Congress pushes Whistleblower Rewards bill to nab enablers of sanctioned oligarchs
A new bipartisan bill recently proposed in Congress puts a bounty on the heads of any person or company that helps Russian oligarchs evade Western sanctions.
The Sanctions Evasion Whistleblower Rewards Act — sponsored by Sen. Sheldon Whitehouse (D-RI) and Sen. James Risch (R-ID), along with Rep. Joe Wilson (R-SC) and Rep. Dean Phillips (D-MN) — will pay informants who have ‘actionable information’ on sanctions evaders.
The goal is to incentivize information-sharing to help “apprehend dangerous Russian oligarchs,” Whitehouse told the Post.
“Terrorists, dictators, and their cronies often evade sanctions by employing family members or middlemen to stash ill-gotten gains in phony accounts,” he added. “To boost sanctions enforcement, our bill creates financial incentives for exposing the hidden loot to international investigators.”
Western nations sanctioned several Russian oligarchs following Vladimir Putin’s unprovoked invasion of Ukraine in 2022. The US Justice Department launched a high profile KleptoCapture task force to cut off sanctioned oligarchs’ access to their luxury possessions like jets, superyachts and luxury real estate.

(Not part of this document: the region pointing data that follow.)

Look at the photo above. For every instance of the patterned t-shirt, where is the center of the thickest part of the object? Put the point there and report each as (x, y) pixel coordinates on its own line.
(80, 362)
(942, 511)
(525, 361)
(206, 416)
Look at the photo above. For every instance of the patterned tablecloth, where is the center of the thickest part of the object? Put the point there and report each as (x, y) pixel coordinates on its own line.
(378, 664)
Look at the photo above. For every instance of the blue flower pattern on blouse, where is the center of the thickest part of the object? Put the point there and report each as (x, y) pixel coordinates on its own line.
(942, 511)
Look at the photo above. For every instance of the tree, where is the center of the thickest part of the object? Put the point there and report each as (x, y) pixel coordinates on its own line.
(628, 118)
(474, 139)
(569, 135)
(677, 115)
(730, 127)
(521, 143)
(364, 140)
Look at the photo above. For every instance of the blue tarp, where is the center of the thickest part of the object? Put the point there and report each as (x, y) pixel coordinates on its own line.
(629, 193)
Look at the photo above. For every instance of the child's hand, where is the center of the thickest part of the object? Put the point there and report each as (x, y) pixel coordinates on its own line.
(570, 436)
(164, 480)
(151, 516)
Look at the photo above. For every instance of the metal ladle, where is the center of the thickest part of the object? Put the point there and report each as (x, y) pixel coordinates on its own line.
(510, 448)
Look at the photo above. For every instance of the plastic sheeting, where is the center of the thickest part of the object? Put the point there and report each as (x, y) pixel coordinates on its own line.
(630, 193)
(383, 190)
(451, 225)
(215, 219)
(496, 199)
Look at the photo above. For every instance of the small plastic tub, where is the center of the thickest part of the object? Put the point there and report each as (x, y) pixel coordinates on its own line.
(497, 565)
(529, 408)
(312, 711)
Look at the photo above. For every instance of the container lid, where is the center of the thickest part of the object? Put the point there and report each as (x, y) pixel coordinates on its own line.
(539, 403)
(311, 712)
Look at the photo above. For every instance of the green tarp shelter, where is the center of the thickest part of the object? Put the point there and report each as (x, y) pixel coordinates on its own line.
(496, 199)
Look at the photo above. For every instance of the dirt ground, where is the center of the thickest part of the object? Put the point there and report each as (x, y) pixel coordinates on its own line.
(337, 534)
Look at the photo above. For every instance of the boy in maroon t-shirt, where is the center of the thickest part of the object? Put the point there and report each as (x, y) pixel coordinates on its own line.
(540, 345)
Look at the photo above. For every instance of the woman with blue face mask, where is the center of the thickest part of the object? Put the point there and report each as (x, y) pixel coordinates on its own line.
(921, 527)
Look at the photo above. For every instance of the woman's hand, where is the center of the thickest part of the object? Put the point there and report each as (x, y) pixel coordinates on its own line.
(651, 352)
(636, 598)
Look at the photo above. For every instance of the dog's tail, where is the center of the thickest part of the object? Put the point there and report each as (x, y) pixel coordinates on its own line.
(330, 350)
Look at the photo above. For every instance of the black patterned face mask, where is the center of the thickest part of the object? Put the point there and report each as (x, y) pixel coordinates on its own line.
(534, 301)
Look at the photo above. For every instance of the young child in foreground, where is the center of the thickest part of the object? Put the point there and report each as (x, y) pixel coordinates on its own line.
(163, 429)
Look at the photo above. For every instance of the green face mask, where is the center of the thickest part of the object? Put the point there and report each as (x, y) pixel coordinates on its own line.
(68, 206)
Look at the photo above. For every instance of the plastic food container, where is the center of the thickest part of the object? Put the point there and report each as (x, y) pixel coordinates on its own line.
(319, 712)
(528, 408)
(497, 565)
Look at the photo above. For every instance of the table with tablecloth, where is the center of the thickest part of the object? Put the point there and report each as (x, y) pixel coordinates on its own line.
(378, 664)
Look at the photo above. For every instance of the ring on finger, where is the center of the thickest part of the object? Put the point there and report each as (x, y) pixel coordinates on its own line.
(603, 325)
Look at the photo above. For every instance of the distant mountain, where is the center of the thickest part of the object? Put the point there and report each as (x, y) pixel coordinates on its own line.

To date, the US government has seized around $500 million in assets from sanctioned oligarchs. The money is slated to help pay for Ukraine’s reconstruction.
However, many Russian oligarchs have evaded sanctions thanks to a coterie of Western enablers who in part help them mask their ownership of assets through proxies, including their lovers and bodyguards, according to a new report.
“These oligarchs are sanctioned by the West in an attempt to punish them, and yet undermining these sanctions would be impossible without Western enablers — lawyers, bankers, consultants, and other professionals,” Miranda Patrucic, editor of the Organized Crime and Corruption Reporting Project, told the Post.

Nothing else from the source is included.